A common sentiment I’ve heard expressed around Las Vegas during the past few days has been “I want Manny Pacquiao to win on Saturday night but I’m going with Floyd Mayweather”.
While boxing writers, and journalists in general, are not supposed to have favourites, human nature kicks in when it comes to picking a winner. The trick is to get the mind to control the heart, much as it is for the fighters when under pressure – and that is where I think Mayweather may have a slight edge. It could be the defining one.
“I always find a way to win” has been his mantra in 47 fights, and in only a handful of them has Mayweather looked seriously inconvenienced, even though most of his troubles arrived in isolated moments, not when under a sustained and quality attack.
Almost certainly Pacquiao will give him the biggest test of his career because, as with all fighters, his boxing DNA will define how he fights – and that is throwing, sharp, fast punches at angles and in bunches.
His whole philosophy is based on attack, which is why it was curious to hear Mayweather say the other day he thought Pacquaio was more dangerous going backwards; that was either a slip of the tongue or a bit of deliberate mischief, because the Filipino’s gearbox is almost permanently on over-drive and carrying him into the battle zone.
And that is where Mayweather wants him. The art of counterpunching is sometimes misunderstood: all boxers are counterpunchers to some extent, because they answer incoming assaults with their own. It is in the timing of the return fire that they differ, and no one in modern boxing picks his moment better than Mayweather.
Freddie Roach rightly observes that Mayweather’s feet have slowed but his brain has not, and it is umbilically linked to his fists, most potently the right one, which he keeps cocked near his chin, his left used as a set-up spear as well as a shield. Mayweather’s counter right hand (as well as a lead) invariably goes straight down the pipe and with a five-inch reach advantage he will be able to use it across Pacquiao’s southpaw lead to hurtful effect if his opponent has too many reckless moments.
The likelihood of Pacquiao making the same mistake he did against Juan Manuel Márquez and walking on to the sort of right hand that left him face down and out is slim – mainly because of that first devastating incident. He is an impetuous fighter, not a stupid one.
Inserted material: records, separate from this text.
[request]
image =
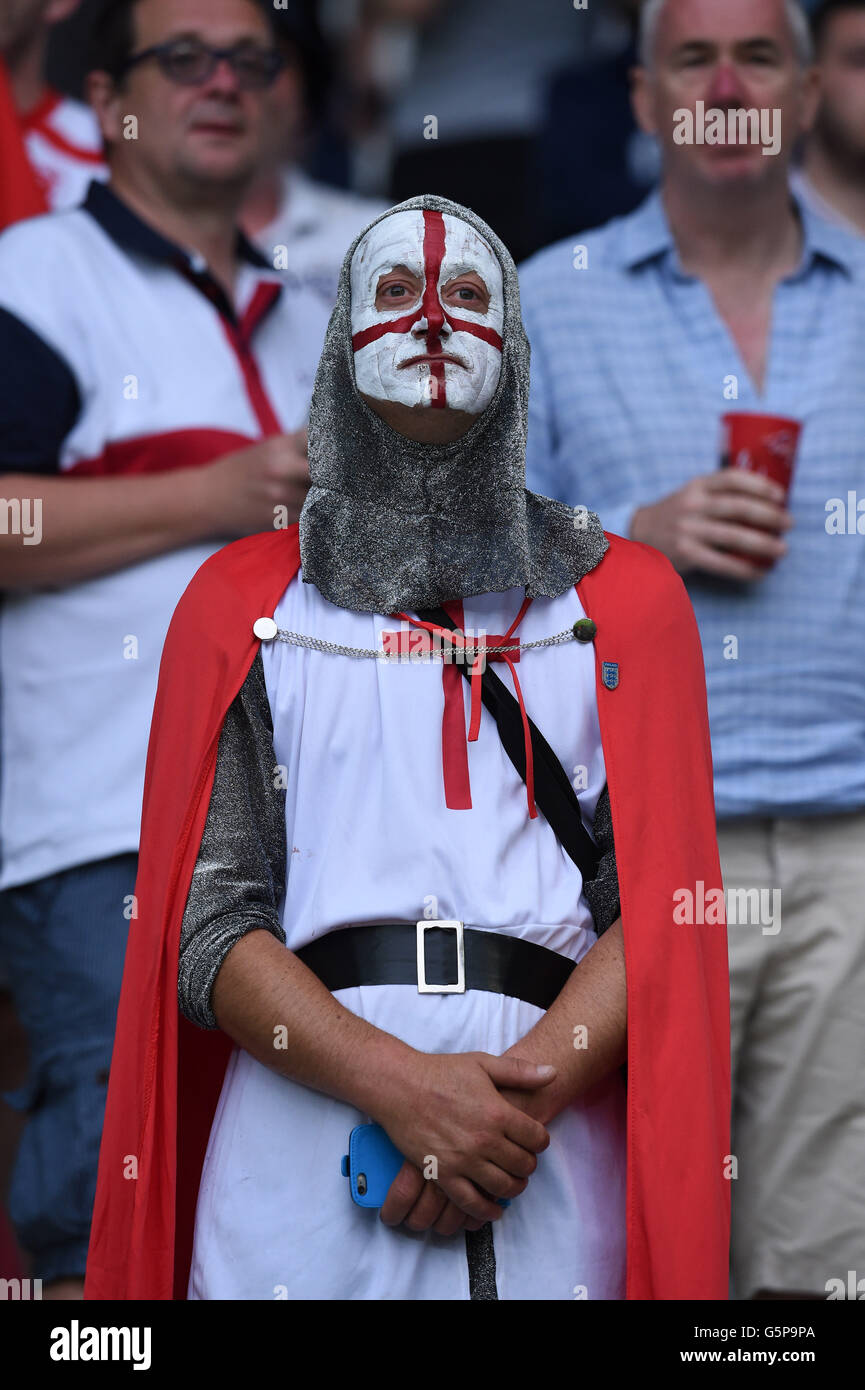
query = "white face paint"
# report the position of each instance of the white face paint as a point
(431, 341)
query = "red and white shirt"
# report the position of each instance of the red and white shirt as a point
(63, 145)
(120, 353)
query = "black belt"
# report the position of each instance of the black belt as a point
(438, 958)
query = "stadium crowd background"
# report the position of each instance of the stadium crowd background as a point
(519, 110)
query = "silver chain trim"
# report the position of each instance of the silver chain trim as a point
(317, 644)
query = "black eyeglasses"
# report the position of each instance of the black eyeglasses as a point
(189, 63)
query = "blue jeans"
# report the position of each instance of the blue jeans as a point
(63, 941)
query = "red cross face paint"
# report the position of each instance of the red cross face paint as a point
(427, 313)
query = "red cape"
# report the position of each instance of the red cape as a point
(167, 1075)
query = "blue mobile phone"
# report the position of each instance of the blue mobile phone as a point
(372, 1164)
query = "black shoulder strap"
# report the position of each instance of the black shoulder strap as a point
(552, 788)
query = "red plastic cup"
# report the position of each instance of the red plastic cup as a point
(765, 445)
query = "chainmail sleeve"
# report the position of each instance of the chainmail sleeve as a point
(239, 875)
(602, 891)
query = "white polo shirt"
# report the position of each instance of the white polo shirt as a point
(120, 355)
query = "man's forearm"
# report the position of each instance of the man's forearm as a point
(93, 526)
(283, 1015)
(583, 1033)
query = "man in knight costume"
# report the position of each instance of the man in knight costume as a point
(385, 883)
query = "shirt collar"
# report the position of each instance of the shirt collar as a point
(130, 231)
(645, 235)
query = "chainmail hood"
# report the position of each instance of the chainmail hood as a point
(390, 523)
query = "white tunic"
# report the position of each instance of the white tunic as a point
(370, 838)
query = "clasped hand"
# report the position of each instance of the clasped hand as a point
(466, 1114)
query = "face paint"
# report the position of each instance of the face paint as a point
(426, 350)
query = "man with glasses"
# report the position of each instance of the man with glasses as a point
(156, 388)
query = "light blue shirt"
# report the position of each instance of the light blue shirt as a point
(632, 369)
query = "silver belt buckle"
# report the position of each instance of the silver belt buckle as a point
(461, 959)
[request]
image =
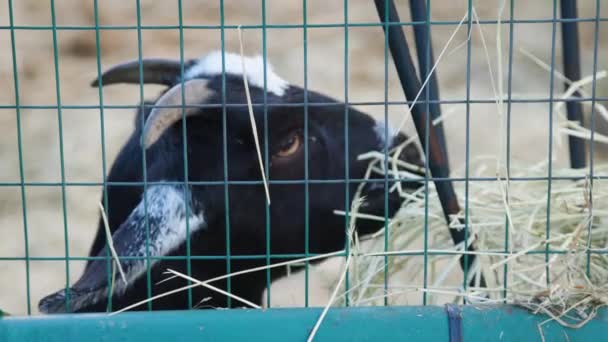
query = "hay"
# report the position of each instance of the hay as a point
(547, 254)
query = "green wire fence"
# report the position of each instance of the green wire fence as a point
(424, 110)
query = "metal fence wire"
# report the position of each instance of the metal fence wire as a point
(499, 253)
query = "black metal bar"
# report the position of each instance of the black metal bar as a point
(426, 60)
(410, 83)
(572, 70)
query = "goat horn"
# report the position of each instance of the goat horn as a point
(170, 110)
(156, 70)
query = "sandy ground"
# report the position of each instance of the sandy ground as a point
(48, 221)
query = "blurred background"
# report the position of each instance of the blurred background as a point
(48, 222)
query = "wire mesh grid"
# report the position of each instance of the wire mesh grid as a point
(428, 103)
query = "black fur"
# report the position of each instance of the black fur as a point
(246, 202)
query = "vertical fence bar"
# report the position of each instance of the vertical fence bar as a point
(306, 183)
(225, 147)
(423, 48)
(508, 143)
(572, 71)
(143, 152)
(550, 142)
(467, 144)
(61, 155)
(266, 148)
(103, 143)
(20, 150)
(411, 86)
(346, 153)
(592, 127)
(385, 151)
(185, 149)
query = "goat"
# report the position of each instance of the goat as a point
(170, 215)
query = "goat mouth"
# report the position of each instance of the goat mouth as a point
(159, 224)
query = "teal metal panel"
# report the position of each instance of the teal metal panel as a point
(489, 323)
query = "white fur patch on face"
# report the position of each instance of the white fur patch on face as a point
(381, 131)
(211, 64)
(170, 219)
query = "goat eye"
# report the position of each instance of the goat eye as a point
(290, 145)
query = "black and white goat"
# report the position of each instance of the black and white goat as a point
(164, 209)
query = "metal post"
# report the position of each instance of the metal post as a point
(426, 60)
(438, 164)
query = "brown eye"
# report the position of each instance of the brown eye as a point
(290, 146)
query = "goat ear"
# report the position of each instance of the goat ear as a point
(169, 109)
(156, 71)
(164, 212)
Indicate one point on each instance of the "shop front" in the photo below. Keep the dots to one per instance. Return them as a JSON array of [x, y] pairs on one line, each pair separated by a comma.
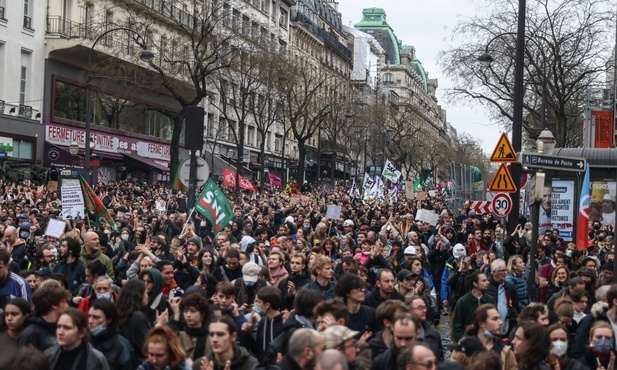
[[114, 157]]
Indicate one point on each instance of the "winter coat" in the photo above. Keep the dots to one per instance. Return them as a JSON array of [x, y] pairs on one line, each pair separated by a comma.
[[522, 292], [94, 359], [115, 348], [242, 360], [581, 340], [38, 333]]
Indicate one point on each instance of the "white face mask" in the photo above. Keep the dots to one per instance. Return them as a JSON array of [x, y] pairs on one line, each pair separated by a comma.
[[559, 348]]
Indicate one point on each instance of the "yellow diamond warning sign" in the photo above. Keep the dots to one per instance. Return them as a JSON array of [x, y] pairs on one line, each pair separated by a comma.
[[503, 151], [503, 181]]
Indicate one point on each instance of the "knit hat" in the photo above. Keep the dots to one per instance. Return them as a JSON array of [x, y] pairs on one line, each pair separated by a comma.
[[250, 272], [336, 335], [196, 240]]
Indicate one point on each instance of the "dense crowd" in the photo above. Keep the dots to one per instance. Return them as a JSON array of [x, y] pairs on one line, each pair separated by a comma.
[[284, 287]]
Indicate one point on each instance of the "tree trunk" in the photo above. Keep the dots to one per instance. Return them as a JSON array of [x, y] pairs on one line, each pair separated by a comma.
[[175, 144], [302, 155]]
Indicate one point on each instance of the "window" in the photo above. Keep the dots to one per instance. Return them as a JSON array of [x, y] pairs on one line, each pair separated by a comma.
[[283, 16], [250, 139], [22, 149], [28, 14], [23, 77], [278, 143], [2, 9]]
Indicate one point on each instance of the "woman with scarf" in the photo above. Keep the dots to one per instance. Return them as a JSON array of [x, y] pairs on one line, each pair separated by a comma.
[[73, 350], [133, 322], [103, 325], [191, 317], [601, 352], [559, 349], [157, 301], [486, 326]]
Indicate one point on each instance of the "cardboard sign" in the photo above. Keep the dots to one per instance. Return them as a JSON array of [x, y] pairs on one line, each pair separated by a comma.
[[333, 212], [55, 228], [427, 216], [409, 194]]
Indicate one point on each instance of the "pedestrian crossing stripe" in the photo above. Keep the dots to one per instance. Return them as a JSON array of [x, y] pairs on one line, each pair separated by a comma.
[[503, 181], [503, 151]]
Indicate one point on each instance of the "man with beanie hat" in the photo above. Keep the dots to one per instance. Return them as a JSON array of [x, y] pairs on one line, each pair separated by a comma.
[[247, 286], [193, 247], [157, 301]]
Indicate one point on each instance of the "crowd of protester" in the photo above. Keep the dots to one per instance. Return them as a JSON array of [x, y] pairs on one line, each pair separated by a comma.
[[284, 287]]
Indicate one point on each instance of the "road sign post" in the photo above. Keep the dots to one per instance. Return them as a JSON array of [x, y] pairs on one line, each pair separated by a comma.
[[542, 161], [502, 205]]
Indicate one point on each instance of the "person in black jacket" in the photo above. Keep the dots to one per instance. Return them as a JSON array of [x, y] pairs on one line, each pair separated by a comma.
[[49, 300], [405, 332], [266, 312], [504, 294], [383, 290], [103, 325], [298, 277]]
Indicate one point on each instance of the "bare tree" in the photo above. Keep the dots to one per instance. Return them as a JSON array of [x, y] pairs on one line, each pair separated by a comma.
[[190, 39], [304, 103], [565, 49]]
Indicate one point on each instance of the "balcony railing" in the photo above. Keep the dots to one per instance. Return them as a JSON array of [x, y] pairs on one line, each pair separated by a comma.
[[27, 22], [57, 25], [25, 110]]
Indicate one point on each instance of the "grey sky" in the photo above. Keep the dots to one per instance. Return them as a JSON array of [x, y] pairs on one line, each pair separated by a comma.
[[427, 26]]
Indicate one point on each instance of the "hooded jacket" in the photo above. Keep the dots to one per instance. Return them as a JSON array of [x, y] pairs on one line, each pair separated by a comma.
[[267, 331], [242, 360], [581, 340], [157, 301], [38, 333], [97, 255]]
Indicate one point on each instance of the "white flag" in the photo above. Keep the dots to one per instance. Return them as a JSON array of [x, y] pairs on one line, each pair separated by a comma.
[[354, 192], [367, 185], [390, 173]]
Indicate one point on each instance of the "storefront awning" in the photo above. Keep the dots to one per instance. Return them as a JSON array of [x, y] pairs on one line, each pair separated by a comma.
[[96, 153], [148, 162]]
Nevertheless, there will be moments in the fight when Mayweather lands the long, teeth-rattling right. If there are enough of them Pacquiao will feel the accumulative effect, no question.
Mayweather’s key weapon has been his famous left shoulder, scrunched up to obscure the target as he leans back and away from orthodox right hands over the top, frustrating his opponent into making mistakes for which the punishment is that right hand. This time he will have to adjust for Pacquiao’s southpaw launching pad but he has done it before, and Zab Judah has been prepping him for weeks in sparring.
Both fighters say they have game plans. I suspect they will be the ones they have always employed with minor adjustments, and I think that after 12 rounds Mayweather will be relieved and overjoyed to discover his strategy was the more effective.